Korach(Numbers 16-18)

Jealousy

"The way of a bad neighbor is to count a man's income, but not his expenses."
- Midrash, Pesikta Rabbasi 31

The following story appears in the classic 16th century book of Jewish ethics, "The Ways of the Righteous:"

A lustful man and a jealous man met a king. The king said to them, "One of you may make a request which I will fulfill, provided that I give twice as much of the same to your companion."

The jealous man did not want to ask first, because he didn't want his companion to receive twice as much. The lustful man did not want to ask first, because he wanted what belonged to both of them.

The lustful man finally pressed the jealous man to ask. The jealous man asked the king to pluck out one of his eyes, because then his companion would have both eyes plucked out.

* * *

KORACH'S REBELLION

In this week's Parsha, we see a terrible dispute amongst the Jewish People. A man named Korach accuses Moses of nepotism, claiming that "you have taken too much for yourself!" (Numbers 16:3) Korach then recruits 250 men and stages a full-fledged rebellion. In the end, the earth opens up and swallows Korach and his cohorts alive.

What was Korach's motive? The Sages say it was jealousy over the fact that a family relative (who Korach deemed lower than himself) was appointed to a high leadership position.

"Jealousy, desire and pride take a man out of the world." (Talmud, Ethics of the Fathers 4:21)

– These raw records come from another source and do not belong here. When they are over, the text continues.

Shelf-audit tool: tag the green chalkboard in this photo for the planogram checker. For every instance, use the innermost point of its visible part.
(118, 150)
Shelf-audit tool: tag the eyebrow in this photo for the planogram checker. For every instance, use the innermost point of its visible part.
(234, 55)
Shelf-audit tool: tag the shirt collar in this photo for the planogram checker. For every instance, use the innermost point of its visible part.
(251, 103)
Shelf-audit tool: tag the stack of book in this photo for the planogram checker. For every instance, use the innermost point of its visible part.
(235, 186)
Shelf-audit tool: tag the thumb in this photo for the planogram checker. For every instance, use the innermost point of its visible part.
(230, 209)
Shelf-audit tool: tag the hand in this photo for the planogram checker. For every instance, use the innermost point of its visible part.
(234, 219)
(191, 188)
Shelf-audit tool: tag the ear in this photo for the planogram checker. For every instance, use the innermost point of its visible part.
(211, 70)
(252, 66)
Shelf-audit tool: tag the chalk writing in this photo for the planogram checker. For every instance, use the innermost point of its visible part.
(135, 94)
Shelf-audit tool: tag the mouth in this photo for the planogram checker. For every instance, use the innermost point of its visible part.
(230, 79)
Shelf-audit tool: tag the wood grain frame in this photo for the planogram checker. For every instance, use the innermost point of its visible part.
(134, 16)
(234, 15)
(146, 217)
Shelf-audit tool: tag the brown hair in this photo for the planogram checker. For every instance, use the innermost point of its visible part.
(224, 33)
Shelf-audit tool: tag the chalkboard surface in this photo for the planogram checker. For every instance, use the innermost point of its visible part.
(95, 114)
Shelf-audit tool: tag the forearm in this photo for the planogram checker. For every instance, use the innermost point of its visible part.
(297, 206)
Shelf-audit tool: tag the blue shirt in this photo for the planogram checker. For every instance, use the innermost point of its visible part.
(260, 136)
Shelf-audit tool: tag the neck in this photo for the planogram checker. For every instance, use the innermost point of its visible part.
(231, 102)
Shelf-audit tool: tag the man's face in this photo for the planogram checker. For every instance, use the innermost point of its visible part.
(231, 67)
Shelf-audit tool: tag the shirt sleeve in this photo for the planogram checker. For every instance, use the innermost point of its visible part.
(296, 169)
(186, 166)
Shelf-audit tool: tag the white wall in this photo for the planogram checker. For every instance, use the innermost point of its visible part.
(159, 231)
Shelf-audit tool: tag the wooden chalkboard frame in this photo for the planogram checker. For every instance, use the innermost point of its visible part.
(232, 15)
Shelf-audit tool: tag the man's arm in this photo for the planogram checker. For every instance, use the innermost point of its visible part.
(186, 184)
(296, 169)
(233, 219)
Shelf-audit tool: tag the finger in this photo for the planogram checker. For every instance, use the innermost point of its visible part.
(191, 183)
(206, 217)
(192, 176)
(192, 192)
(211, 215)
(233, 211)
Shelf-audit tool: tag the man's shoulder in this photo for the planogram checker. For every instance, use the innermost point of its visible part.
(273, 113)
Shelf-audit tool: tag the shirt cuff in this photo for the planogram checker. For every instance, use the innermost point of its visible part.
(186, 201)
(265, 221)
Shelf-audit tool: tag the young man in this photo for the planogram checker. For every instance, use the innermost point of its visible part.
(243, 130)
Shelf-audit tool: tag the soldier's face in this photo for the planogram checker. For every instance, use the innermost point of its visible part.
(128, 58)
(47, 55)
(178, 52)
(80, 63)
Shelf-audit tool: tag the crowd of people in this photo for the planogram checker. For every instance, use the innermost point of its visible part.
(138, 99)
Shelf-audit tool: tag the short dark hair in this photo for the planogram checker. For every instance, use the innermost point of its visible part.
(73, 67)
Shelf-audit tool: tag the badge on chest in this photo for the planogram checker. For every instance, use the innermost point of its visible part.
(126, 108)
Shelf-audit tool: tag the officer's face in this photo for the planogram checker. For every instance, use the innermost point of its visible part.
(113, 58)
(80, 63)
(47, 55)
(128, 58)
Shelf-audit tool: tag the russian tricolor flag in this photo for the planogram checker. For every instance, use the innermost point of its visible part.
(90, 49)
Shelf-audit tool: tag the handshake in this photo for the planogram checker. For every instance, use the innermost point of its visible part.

Jealousy is a very dangerous trait, a disease which should be treated like any other serious ailment. Because once the infection takes hold, it can distort your whole view of reality. Jealousy deprives the jealous of the joys of their own acquisitions. In the case of Korach, it caused him to act so irrationally that he destroyed everything he ever worked for, including himself.

* * *

THE VALUE OF TROPHIES

What are the things that truly matter in life? Family, health, sense of meaning, purpose and fulfillment. This is what really matters.

Unfortunately, however, much of our striving in life is focused on the material possessions of those around us.

I want to suggest that materialism is actually less important for us, and more important for the impression it gives others. For example, African tribesmen have a far less desire for a Lexus than do you or I. That's because a fancy automobile won't impress the fellow tribesman!

So we see there's no intrinsic value to a fancy car, other than the impression it gives. How sad. If you've ever met someone striving for the largest beer bottle collection in the world, you know just how meaningless it is to use other peoples' goals to define your own.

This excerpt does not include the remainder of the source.